UniCredit Head of Research Valli: Exports and growth will slow down, inflationary pressure will increase

Elif KARACA

Marco Valli, Head of Global Research at Italian banking group UniCredit, said that exports and growth in Turkey will slow down in the second half of the year, increasing external financing needs will put pressure on the TL and increase the upside risks to inflation. Answering the questions of the WORLD, Valli stated that the slowdown in exports will cause an increase in the current account deficit, and that the decrease in the euro/dollar exchange rate also contributed to the increase in the current account deficit by increasing the deterioration in the foreign trade balance. Valli is also concerned with the prospect of recession in Europe, especially since the slowdown in Europe is more dependent on the EU market. automotive and textile industries, he said.

Stating that the slowdown in European economies will put downward pressure on Turkey’s growth through foreign demand, since exports to EU countries account for more than 40% of total exports, Valli also reminds that the annual growth rate of Turkey’s goods exports has already slowed down since the second quarter. . Stating that Turkey’s access to cheap energy may provide some support to its exports and that exports will make the second largest contribution to 2022 growth after private consumption, Valli thinks this is mostly a reflection of the strong performance in the first half of this year.

-Do you think that inflation has peaked in the USA and Europe and will gradually decline in the coming period, or are there still upside risks? Do you think the Fed and ECB are too late to intervene?

Inflation has probably peaked in the US, but we can’t say the same for the euro zone, which is expected to go towards 10 percent in a short time. However, the August CPI data, which shows that core inflation in the US remains stubbornly high, tells us that “peak” is not really the most important thing. Here the speed of the downtrend will be much more important. The Fed intervened too late and now has to deal with excessive demand and an overheated labor market. Therefore, until demand slows down and prices drop, interest rates need to be pushed higher. However, this increases the risk of over-tightening and a hard landing.

The task of the European Central Bank (ECB) is much more difficult, as inflation is predominantly supply driven and puts downward pressure on economic activity by eroding household real incomes and corporate profits.

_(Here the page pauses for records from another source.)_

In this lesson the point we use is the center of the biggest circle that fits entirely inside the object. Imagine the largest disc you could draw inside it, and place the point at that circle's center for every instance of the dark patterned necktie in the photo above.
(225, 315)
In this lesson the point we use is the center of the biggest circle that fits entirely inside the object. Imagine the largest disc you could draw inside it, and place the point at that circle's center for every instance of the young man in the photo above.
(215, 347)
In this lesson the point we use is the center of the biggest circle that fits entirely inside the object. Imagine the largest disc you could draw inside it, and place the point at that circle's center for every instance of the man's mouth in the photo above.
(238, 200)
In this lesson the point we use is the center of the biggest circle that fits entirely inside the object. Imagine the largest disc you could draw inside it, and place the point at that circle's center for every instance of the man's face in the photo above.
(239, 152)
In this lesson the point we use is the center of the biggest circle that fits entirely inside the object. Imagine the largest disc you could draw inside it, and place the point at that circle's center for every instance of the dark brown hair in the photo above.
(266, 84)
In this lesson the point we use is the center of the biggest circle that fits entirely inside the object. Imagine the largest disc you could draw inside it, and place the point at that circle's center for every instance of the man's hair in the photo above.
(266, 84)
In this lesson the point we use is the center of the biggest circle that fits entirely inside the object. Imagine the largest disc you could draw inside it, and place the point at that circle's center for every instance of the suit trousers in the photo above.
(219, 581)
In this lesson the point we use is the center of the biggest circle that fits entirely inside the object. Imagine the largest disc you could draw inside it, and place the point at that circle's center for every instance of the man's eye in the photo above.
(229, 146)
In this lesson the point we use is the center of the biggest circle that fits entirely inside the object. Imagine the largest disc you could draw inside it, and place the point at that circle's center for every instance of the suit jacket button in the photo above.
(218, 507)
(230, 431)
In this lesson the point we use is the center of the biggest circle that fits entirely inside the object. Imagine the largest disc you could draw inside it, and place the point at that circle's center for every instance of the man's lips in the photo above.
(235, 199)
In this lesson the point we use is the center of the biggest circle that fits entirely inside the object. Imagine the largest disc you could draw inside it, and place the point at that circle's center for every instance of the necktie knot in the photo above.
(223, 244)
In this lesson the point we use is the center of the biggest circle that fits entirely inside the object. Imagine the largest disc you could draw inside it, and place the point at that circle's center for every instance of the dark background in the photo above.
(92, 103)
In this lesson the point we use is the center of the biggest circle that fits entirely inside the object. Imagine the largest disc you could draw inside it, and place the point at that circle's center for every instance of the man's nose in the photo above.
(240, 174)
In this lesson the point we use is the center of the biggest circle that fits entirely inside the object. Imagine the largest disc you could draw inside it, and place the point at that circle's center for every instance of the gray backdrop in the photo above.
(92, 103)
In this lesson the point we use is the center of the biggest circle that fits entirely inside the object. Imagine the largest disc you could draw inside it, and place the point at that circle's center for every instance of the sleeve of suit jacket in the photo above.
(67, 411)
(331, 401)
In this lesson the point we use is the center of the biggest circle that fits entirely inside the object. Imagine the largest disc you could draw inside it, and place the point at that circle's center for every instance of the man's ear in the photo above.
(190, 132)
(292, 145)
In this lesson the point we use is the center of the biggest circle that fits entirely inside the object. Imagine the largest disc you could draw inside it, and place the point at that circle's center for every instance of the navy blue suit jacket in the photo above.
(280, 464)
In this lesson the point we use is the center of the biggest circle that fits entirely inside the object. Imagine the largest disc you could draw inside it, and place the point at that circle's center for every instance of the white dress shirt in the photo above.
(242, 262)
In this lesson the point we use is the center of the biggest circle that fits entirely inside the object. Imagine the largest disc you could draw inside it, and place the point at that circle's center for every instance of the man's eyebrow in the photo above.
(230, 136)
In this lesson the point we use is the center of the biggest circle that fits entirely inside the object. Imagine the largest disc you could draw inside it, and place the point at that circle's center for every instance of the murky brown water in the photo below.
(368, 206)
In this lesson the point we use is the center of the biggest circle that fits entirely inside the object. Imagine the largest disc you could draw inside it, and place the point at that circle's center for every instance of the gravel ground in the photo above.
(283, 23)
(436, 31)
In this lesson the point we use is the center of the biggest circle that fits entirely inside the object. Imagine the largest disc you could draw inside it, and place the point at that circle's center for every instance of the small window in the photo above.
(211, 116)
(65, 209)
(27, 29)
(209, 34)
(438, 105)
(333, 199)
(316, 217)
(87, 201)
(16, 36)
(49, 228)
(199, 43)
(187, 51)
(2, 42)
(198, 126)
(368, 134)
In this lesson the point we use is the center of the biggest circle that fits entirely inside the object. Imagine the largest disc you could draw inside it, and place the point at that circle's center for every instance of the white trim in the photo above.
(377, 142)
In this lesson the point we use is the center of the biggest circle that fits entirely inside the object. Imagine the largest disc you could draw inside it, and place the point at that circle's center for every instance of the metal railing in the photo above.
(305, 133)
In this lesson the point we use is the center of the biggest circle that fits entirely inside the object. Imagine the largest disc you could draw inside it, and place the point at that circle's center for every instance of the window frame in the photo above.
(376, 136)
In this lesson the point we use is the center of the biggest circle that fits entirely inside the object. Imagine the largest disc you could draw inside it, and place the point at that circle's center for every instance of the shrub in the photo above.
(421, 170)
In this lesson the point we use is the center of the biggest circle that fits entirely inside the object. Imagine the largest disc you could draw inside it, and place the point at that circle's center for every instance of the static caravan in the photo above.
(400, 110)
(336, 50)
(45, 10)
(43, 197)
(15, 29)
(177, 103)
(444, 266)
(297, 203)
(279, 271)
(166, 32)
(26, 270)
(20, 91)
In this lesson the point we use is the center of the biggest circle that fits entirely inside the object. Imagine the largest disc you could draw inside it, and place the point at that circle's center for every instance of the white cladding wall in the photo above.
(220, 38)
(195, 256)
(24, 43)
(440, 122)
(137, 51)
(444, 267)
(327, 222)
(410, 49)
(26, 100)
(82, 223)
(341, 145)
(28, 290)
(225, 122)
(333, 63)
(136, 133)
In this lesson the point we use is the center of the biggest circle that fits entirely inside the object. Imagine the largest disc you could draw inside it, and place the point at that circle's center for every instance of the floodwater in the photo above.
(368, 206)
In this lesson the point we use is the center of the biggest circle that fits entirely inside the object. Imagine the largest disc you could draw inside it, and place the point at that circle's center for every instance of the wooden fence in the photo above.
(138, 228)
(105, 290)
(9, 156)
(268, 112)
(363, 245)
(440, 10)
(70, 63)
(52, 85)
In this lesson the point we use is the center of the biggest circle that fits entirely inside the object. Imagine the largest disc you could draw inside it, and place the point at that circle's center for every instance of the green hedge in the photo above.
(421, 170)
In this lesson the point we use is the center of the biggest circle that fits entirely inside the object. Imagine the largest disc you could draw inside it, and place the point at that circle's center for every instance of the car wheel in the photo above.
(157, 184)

Euro The structural deficiencies of the region create the risks of fragmentation and deterioration in the transmission mechanism of the monetary policy, making it difficult to overcome the difficulties. Overall, I don’t think the ECB is acting too late.

– Considering rising energy costs and supply disruptions from Russia, do you believe that the ECB can reduce inflation without causing a recession in Europe?

I’m skeptical about this. First of all, there will likely be a recession regardless of ECB actions. The pressure created by high commodity prices is a very strong barrier to the economy’s continued growth. Second, the ECB does not limit itself to the rate to fix inflation expectations. At its September meeting, the ECB made it clear for the first time that it wanted to “cut down” economic activity to reduce the risk of runoff. We find this worrisome because it means that the ECB wants to bring inflation down quickly, despite the fact that domestic demand is below pre-pandemic levels, despite the fact that price pressure largely reflects external factors. Under these conditions, higher interestThis will accelerate the deceleration in economic activity and make it harder for governments to find ways to mitigate the effects of the energy shock without using too many new resources. It should be noted that the effects of monetary policy are seen with a lag.

What would be the effects of a slowdown in European economies for Turkey? Which sectors are most affected?

The slowdown in European economies will put downward pressure on Turkey’s growth through the foreign demand channel, as exports to EU countries account for more than 40% of total exports. The impact of the recession on the automotive, textile and clothing sectors could be greater given their greater dependence on the EU market. However, Turkey’s access to cheap energy energy can give some support to its intensive exports. We expect exports to contribute approximately 2 percentage points to growth, which may exceed 5% this year. As a result, exports will make the second largest contribution to 2022 growth after private consumption. However, this is mostly a reflection of the strong performance in the first half of this year.

-What kind of performance do you expect for the second half of the year on the export and growth side?

We expect both growth and exports to lose momentum in the second half of the year. The annual growth rate of Turkey’s goods exports has already slowed down since the second quarter. In this regard, since the share of euro invoice transactions in Turkey’s exports is larger than its imports, euro/dollar The decrease in the exchange rate also increases the deterioration in the foreign trade balance and is effective in the increase in the current account deficit. Demand conditions will be less inflationary as growth slows down, but the slowdown in exports will cause the current account deficit to increase. Increasing external financing needs, on the other hand, may put pressure on the TL and increase the upside risks to inflation.